1 Introduction

Pancreatic neuroendocrine tumors are slow-growing, and usually are not treated until they reach a certain size. To choose between nonoperative or surgical treatments, and to better manage the treatment planning, it is crucial to accurately predict the patient-specific spatio-temporal progression of pancreatic tumors [9].

The prediction of tumor growth is a very challenging task. It has long been viewed as a mathematical modeling problem [2, 5, 9]. Clinical imaging data provide non-invasive and in vivo measurements of the tumor over time at a macroscopic level. For this reason, previous works on image-based tumor growth modeling are mainly based on the reaction-diffusion equations and on biomechanical models. Some previous tumor growth models [2, 5, 9] are derived from two or more longitudinal imaging studies of a specific patient over time. While they yield promising results, they fail to account for the population trend of tumor growth patterns and specific tumor clinical characteristics.

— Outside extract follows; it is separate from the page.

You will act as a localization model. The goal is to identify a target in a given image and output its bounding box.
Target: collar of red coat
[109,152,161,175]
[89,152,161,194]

Aside from mathematical modeling methods, the combination of data-driven principles and statistical group learning may provide a potential solution to solve these problems by building a model based on both population trend and personalized clinical characteristics. The only pioneer study in this direction [8] attempts to model the glioma growth patterns in a classification-based framework. This model learns tumor growth patterns from selected features at the patient-, tumor-, and voxel-levels, and achieves a prediction accuracy of 59.8%. However, this study only uses population trend of tumor growth without incorporating the history of the patient-specific tumor growth pattern, and is unable to predict tumor growth at different time points. Furthermore, this early study only employs hand-crafted low-level features. In fact, information describing tumor progression may potentially lie in the latent high level feature space of tumor imaging, but this has yet to be investigated.

Representation learning, which automatically learns intricate discriminative information from raw data, has been popularized by deep learning techniques, namely deep convolutional neural networks (ConvNets) [7]. ConvNets have significantly improved quantitative performance on a variety of medical imaging applications [3]. The idea is using deep learning to determine the current status of a pixel or an image patch (whether it belongs to object boundary/region, or a certain category). The ConvNets have been used in prediction of future status of image level - disease outcomes, such as survival prediction of lung cancer patients [10]. However, it is still unknown whether deep ConvNets are capable of predicting the future status at the pixel/voxel level, such as later pixel subsequent involvement regions of a tumor.

In this paper, we propose a statistical group learning framework to predict tumor growth that incorporates tumor growth patterns derived from population trends and personalized clinical factors. Our hypothesis is that regions involved in future tumor progression is predictable by combining visual interpretations of the longitudinal multimodal imaging information with those from clinical factors.

Our main objective is to design a deep learning predictive model to predict whether the voxels in the current time point will become tumor voxels or not at the next time point (cf. Fig. 1). First, the ConvNet is used to discover the high-level features from multimodal imaging data that carry different aspects of tumor growth related information: (1) FDG-PET (2-[18F] Fluoro-2-deoxyglucose positron emission tomography), to measure the metabolic rate; (2) dual-phase CT, to quantify the physiological parameter of the cell density and to delineate the tumor boundary. An example of such multimodal data (color-coded PET overlays on CT) is shown in Fig. 1. Second, the extracted deep features are combined with time intervals, tumor-level features and clinical factors to form a concatenated feature vector, from which a robust feature subset is selected by the support vector machine recursive feature elimination (SVM RFE) technique [4], regularized with prior knowledge. Third, a SVM predictive model is trained on a group dataset and personalized on the target patient data to predict the tumor’s spatio-temporal growth and progression.

Our proposed group learning method is compared with a state-of-the-art model-based method [9] on a pancreatic tumor growth dataset, and attains both superior accuracy and efficiency. These results highlight the relevance of tumor high-level visual information, as well as tumor- and patient-level features, for predicting the spatio-temporal progression of pancreatic tumors. Our contributions are two-fold: (1) To the best of our knowledge, this is the first adoption of deep ConvNets in voxel-wise prediction of future voxel status, especially to learn the spatio-temporal progression pattern of tumors from multimodal imaging; (2) The proposed method allows for incorporating tumor growth patterns from a group data set and personalized data into a statistical learning framework.

Fig. 1.
figure 1

Framework of the voxel-wise prediction of tumor growth via statistical learning.

Fig. 2.
figure 2

Overview of the proposed learning method for predicting tumor growth. The upper part represents stages of model training (to learn population trend) & personalization and the lower part formulates the process of (unseen) data prediction.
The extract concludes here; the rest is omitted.